FI, Gasparri su Mulè al posto di Schifani: «E' come se io mi candidassi in Groenlandia»
Il governatore gelido: «Raccolga le firme, auguri». E trapela il “like” telefonico di Confalonieri
da sinistra Schifani, Gasparri, Mulè
«Mulè al posto di Schifani?». Maurizio Gasparri ha un’«opinione telegrafica». Questa: «È come se io dicessi: “Ora mi candido in Groenlandia”. Certo, tutto è possibile. In teoria. Poi c’è anche la realtà…». Il capogruppo di Forza Italia al Senato, sentito da La Sicilia, liquida l’ultimo caso che infiamma il partito in Sicilia come «una boutade d’agosto», su cui «non c’è molto da commentare», poiché trattasi di una questione «irrilevante». Poi, certo «se i siciliani lo volessero come prossimo presidente della Regione, il popolo è sovrano. Ma mi sembra uno scenario improbabile».
I nervi scoperti
La gelida folata da Marettimo, dove Gasparri sta trascorrendo gli ultimi scampoli di vacanza, arriva al culmine di ore di fuoco per i forzisti siciliani. E non solo. L’uscita in cui, sabato sera alla TgR Sicilia, Giorgio Mulè s’è limitato a non smentire l’ipotesi di una sua corsa per Palazzo d’Orléans nel 2027 («Escludo soltanto di diventare tifoso della Roma», ha ironizzato il vicepresidente della Camera), ha toccato i nervi scoperti di un partito sotto stress. E anche il convitato di pietra dello scenario che ha stuzzicato la fantasia di tutta la stampa siciliana, alla fine, ha deciso di uscire allo scoperto. «Qualunque cittadino residente in Sicilia che abbia superato i 21 anni può candidarsi alla Presidenza della Regione Siciliana. L’importante - detta Renato Schifani all’Ansa - è che raccolga a suo sostegno 1.800 firme per la lista regionale e 2.100 per ciascuna lista provinciale che è tenuto a presentare. Auguri».

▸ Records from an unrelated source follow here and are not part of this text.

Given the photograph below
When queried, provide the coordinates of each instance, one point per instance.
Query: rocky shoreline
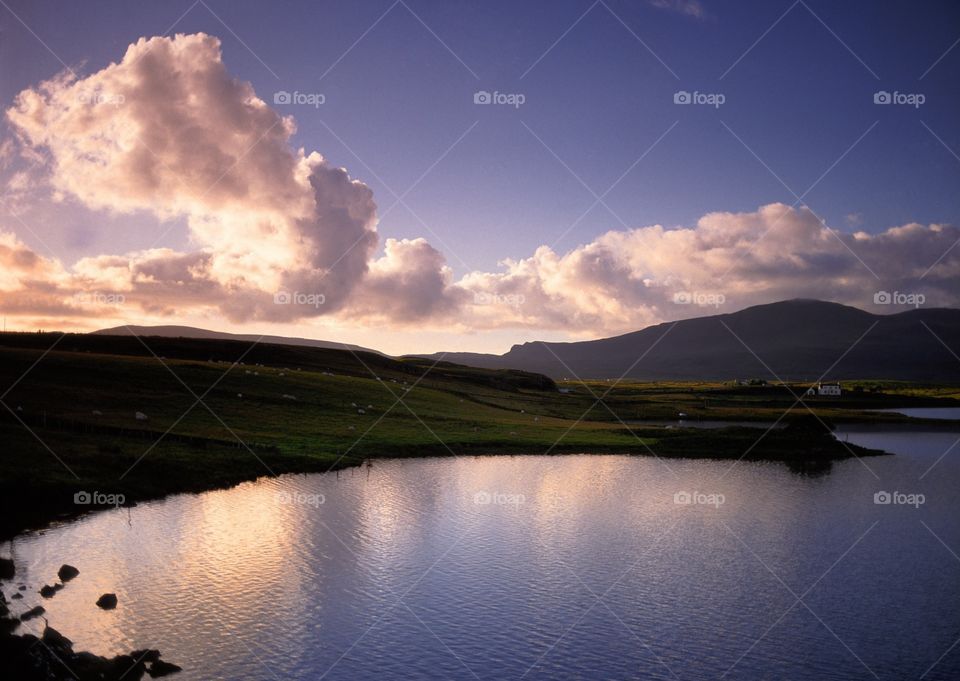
(51, 657)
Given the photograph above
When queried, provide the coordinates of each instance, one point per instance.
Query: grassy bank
(221, 412)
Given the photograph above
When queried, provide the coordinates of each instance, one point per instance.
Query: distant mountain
(794, 339)
(192, 332)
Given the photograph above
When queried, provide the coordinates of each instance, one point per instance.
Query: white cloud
(168, 132)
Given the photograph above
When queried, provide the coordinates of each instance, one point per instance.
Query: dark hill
(795, 340)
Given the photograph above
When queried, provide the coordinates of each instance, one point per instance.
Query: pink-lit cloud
(169, 133)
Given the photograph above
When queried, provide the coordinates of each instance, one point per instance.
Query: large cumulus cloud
(167, 131)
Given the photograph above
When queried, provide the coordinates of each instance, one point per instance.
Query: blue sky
(598, 81)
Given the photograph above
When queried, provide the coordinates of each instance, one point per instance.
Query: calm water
(950, 413)
(567, 567)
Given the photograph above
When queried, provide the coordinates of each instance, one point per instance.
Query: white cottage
(825, 390)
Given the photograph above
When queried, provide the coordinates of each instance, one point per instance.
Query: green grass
(78, 402)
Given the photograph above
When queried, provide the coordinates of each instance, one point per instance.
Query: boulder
(7, 569)
(48, 591)
(67, 572)
(107, 601)
(55, 640)
(31, 613)
(161, 668)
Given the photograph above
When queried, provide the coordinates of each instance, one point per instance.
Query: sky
(419, 176)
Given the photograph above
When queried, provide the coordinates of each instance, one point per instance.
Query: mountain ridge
(799, 339)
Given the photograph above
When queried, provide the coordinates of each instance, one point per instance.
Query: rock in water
(67, 572)
(48, 591)
(161, 668)
(57, 641)
(7, 569)
(107, 601)
(31, 613)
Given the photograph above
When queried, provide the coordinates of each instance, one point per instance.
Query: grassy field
(219, 412)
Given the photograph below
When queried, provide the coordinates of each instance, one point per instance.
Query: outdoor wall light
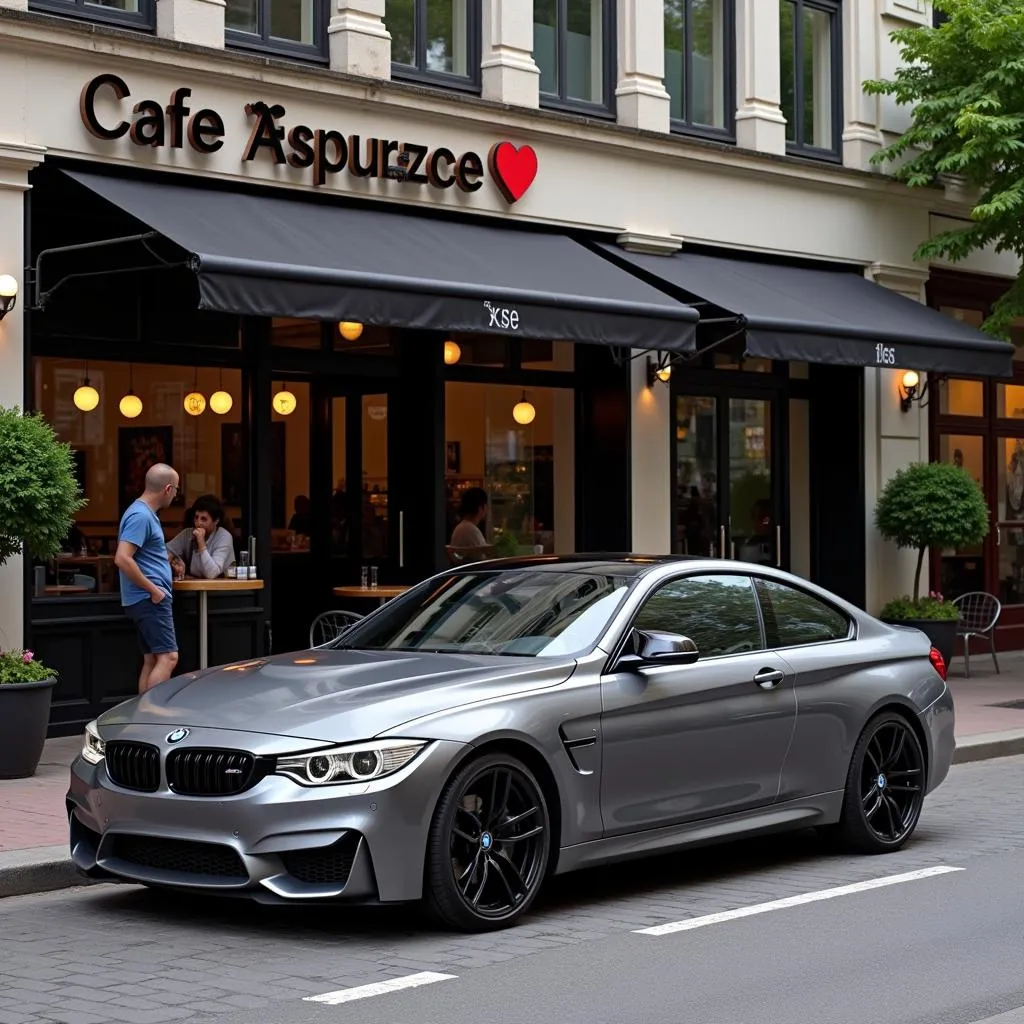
(524, 411)
(8, 294)
(908, 393)
(659, 371)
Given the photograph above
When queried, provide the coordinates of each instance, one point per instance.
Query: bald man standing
(145, 576)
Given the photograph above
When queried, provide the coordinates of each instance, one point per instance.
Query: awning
(269, 256)
(833, 316)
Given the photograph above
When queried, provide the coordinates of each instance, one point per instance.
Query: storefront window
(136, 417)
(288, 25)
(525, 468)
(570, 48)
(433, 37)
(698, 42)
(811, 64)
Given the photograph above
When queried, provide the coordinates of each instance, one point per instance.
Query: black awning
(270, 256)
(835, 316)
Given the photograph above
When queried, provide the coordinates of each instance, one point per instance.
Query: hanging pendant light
(130, 404)
(220, 400)
(195, 401)
(86, 397)
(285, 401)
(523, 412)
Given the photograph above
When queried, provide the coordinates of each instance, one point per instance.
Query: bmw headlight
(93, 749)
(356, 763)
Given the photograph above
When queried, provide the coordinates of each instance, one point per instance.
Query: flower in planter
(22, 667)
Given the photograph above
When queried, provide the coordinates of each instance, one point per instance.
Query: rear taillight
(938, 662)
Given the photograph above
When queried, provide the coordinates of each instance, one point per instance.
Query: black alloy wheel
(488, 847)
(885, 790)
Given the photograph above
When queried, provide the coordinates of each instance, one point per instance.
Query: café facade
(337, 304)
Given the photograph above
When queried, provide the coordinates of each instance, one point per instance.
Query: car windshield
(530, 613)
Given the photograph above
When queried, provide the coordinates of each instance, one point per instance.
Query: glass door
(728, 486)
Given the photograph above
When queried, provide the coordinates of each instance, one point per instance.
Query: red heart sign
(512, 169)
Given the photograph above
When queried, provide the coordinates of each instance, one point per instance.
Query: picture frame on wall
(138, 449)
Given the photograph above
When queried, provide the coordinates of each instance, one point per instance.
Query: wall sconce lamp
(8, 294)
(910, 390)
(659, 371)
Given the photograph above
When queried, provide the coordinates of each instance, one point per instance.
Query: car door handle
(768, 679)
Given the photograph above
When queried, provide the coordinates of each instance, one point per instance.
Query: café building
(337, 301)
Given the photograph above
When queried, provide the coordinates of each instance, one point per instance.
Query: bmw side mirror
(649, 647)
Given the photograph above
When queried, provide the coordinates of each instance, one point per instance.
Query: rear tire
(488, 846)
(885, 787)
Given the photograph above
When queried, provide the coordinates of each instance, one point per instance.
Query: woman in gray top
(207, 550)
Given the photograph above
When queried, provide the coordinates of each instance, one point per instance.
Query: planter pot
(942, 633)
(25, 715)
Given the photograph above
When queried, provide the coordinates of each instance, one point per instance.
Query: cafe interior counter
(92, 645)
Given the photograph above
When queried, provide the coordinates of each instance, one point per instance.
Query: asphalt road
(936, 948)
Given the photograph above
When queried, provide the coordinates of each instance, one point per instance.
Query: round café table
(203, 588)
(380, 594)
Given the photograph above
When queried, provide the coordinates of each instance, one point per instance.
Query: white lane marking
(378, 988)
(782, 904)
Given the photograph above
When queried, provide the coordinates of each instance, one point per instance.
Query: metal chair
(329, 626)
(979, 613)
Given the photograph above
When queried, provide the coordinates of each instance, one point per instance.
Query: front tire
(885, 787)
(488, 846)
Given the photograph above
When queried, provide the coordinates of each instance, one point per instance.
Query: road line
(378, 988)
(782, 904)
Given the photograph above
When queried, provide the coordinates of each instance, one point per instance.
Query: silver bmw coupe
(511, 720)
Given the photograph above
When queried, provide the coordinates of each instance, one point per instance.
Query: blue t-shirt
(140, 525)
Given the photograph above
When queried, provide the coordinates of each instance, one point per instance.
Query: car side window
(718, 612)
(794, 619)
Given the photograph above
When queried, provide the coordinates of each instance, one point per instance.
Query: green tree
(39, 495)
(966, 81)
(931, 505)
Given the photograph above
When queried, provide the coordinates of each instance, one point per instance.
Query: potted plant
(925, 506)
(39, 497)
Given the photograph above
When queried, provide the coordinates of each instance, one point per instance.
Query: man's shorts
(155, 624)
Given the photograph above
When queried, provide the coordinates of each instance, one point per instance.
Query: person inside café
(468, 543)
(207, 549)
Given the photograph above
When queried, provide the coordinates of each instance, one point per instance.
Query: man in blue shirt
(145, 576)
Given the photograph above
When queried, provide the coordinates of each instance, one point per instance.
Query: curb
(30, 872)
(26, 872)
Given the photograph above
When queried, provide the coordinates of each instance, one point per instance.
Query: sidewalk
(34, 829)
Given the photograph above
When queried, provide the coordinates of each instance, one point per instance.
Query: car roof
(609, 563)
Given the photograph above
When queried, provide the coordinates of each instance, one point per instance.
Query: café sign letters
(324, 153)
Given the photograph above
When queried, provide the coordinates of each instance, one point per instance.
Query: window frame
(695, 574)
(609, 51)
(798, 147)
(851, 628)
(418, 73)
(144, 19)
(263, 42)
(686, 125)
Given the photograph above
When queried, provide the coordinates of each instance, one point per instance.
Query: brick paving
(32, 811)
(128, 954)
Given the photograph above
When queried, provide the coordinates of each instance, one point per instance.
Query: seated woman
(207, 550)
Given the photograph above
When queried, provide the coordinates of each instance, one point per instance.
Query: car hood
(334, 696)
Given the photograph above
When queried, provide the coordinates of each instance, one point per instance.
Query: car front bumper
(276, 842)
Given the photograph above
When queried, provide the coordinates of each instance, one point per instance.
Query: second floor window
(572, 46)
(812, 76)
(437, 39)
(699, 40)
(290, 27)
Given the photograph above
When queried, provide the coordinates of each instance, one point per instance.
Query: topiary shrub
(931, 505)
(39, 495)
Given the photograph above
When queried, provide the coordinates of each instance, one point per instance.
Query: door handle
(768, 679)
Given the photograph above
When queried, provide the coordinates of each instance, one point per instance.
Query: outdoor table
(203, 589)
(380, 594)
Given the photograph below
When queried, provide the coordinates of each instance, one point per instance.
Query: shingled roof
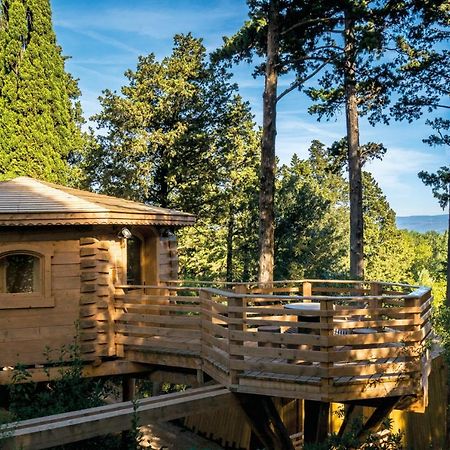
(26, 201)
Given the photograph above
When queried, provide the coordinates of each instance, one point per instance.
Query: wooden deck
(357, 340)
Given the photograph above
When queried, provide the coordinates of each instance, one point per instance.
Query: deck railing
(347, 340)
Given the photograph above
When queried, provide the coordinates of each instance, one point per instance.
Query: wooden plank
(85, 424)
(158, 342)
(173, 308)
(155, 319)
(277, 367)
(277, 338)
(188, 361)
(279, 353)
(107, 368)
(156, 331)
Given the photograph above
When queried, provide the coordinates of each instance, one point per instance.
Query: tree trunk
(230, 234)
(267, 174)
(354, 154)
(447, 295)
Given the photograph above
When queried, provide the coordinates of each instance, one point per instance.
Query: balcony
(329, 341)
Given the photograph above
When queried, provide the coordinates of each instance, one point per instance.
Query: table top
(303, 305)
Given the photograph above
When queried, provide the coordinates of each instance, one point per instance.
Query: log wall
(25, 333)
(84, 265)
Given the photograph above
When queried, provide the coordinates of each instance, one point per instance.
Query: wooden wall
(168, 258)
(25, 333)
(86, 264)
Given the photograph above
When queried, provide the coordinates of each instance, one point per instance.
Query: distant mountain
(423, 224)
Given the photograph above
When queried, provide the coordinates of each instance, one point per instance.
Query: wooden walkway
(76, 426)
(348, 340)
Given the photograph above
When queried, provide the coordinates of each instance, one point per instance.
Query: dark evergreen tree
(39, 120)
(178, 136)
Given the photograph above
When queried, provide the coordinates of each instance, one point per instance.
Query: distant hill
(423, 224)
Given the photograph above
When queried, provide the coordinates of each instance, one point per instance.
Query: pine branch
(304, 80)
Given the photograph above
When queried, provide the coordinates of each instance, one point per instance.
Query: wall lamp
(125, 233)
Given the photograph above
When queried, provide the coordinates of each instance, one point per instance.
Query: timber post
(236, 324)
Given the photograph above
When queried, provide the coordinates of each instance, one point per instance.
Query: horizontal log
(85, 424)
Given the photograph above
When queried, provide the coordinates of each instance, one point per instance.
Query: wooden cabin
(103, 270)
(62, 251)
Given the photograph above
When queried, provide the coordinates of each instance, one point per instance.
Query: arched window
(20, 273)
(134, 263)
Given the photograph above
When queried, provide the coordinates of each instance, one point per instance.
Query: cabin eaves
(26, 201)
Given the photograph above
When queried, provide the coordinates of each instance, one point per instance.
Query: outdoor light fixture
(125, 233)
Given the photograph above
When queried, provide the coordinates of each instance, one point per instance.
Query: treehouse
(104, 270)
(62, 251)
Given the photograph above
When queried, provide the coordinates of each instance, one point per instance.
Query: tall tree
(158, 143)
(179, 136)
(311, 227)
(277, 31)
(223, 243)
(268, 161)
(39, 130)
(360, 80)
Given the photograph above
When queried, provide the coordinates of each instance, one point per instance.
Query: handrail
(333, 356)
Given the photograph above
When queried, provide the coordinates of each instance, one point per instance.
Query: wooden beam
(316, 421)
(376, 419)
(75, 426)
(107, 368)
(261, 413)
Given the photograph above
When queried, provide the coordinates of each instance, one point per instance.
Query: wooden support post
(316, 422)
(265, 421)
(128, 388)
(238, 326)
(376, 290)
(307, 289)
(128, 394)
(348, 413)
(376, 419)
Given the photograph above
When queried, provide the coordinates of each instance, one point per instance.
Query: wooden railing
(350, 339)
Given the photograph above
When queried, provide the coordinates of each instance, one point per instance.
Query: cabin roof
(26, 201)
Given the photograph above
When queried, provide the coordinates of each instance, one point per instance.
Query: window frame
(25, 300)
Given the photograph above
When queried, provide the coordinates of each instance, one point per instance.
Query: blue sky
(105, 37)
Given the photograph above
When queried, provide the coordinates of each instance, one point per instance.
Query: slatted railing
(350, 339)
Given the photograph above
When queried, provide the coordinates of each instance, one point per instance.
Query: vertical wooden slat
(238, 301)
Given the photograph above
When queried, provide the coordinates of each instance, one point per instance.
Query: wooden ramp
(76, 426)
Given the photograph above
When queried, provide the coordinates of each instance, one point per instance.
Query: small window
(25, 275)
(134, 251)
(20, 273)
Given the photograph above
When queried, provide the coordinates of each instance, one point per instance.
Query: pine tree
(39, 120)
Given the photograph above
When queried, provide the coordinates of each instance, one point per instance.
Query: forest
(180, 135)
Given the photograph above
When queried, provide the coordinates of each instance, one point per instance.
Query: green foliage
(69, 392)
(161, 143)
(179, 136)
(350, 440)
(384, 248)
(39, 116)
(311, 225)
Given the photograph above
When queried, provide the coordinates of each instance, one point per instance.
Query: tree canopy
(39, 121)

Il ghiaccio rotto da Schifani
Una risposta sottile e beffarda, maturata dopo una serata di «no comment» e una lunga notte di riflessione. Schifani, rimasto in silenzio dopo aver aperto il fronte dello scontro con Matteo Salvini sulla nomina “portuale” (indigesta) della leghista Annalisa Tardino, rompe il ghiaccio. E lo fa innanzitutto per dare un segnale interno. «Non si può far passare - ragionano i suoi fedelissimi - nemmeno per un secondo il messaggio, del tutto fuorviante, che la leadership di Renato sia in discussione». Anche perché, come ricostruito ieri dal nostro giornale, non sarebbero stati pochi i riscontri, fra telefonate e messaggi, ricevuti da Mulè, che ha lanciato anche l’Opa ostile sul ruolo di coordinatore regionale occupato da Marcello Caruso, a cui sembra aspirare l’eurodeputato Marco Falcone. I giochi non sono ancora fatti, ma è già partito il conto alla rovescia per la prossima primavera, quando ci sarà la prima (storica) elezione “vera” in un partito in cui Silvio Berlusconi ha sempre deciso tutto dall’alto.
Il messaggio in codice
L’altro messaggio in codice di Schifani è diretto proprio al potenziale rivale: se vuoi la guerra, che guerra sia. Il governatore ormai da tempo non nasconde l’ambizione di succedere a se stesso «per completare un ciclo decennale di progetti e riforme». E il fatto che a mettere in discussione il bis sia proprio un esponente di spicco del suo partito è una circostanza che mette l’ex presidnete del Senato sotto stress. «Se Giorgio volesse davvero candidarsi - commenta un deputato regionale tutt’altro che ostile all’idea - non deve bruciare i tempi: per adesso deve volare basso, aspettando il momento giusto». E fra gli alleati c’è chi sostiene che «la scelta del prossimo candidato del centrodestra in Sicilia non è solo una questione interna a Forza Italia: se lo pensano davvero, si sbagliano di grosso». Magari sarà pure così, ma Schifani continua a tessere la sua tela anche al di sopra dello Stretto. Incassando, come fa trapelare il suo entourage, un “like” di alto livello. Quello arrivato in una «cordialissima telefonata» ferragostana con Fedele Confalonieri. «Apprezziamo molto il lavoro che si sta facendo in Sicilia», avrebbe detto a Schifani il presidente di Mediaset ed eterno guru della famiglia Berlusconi. Va da sé che il valore della frase, ancor più che sull’apprezzamento, sta nell’uso del plurale.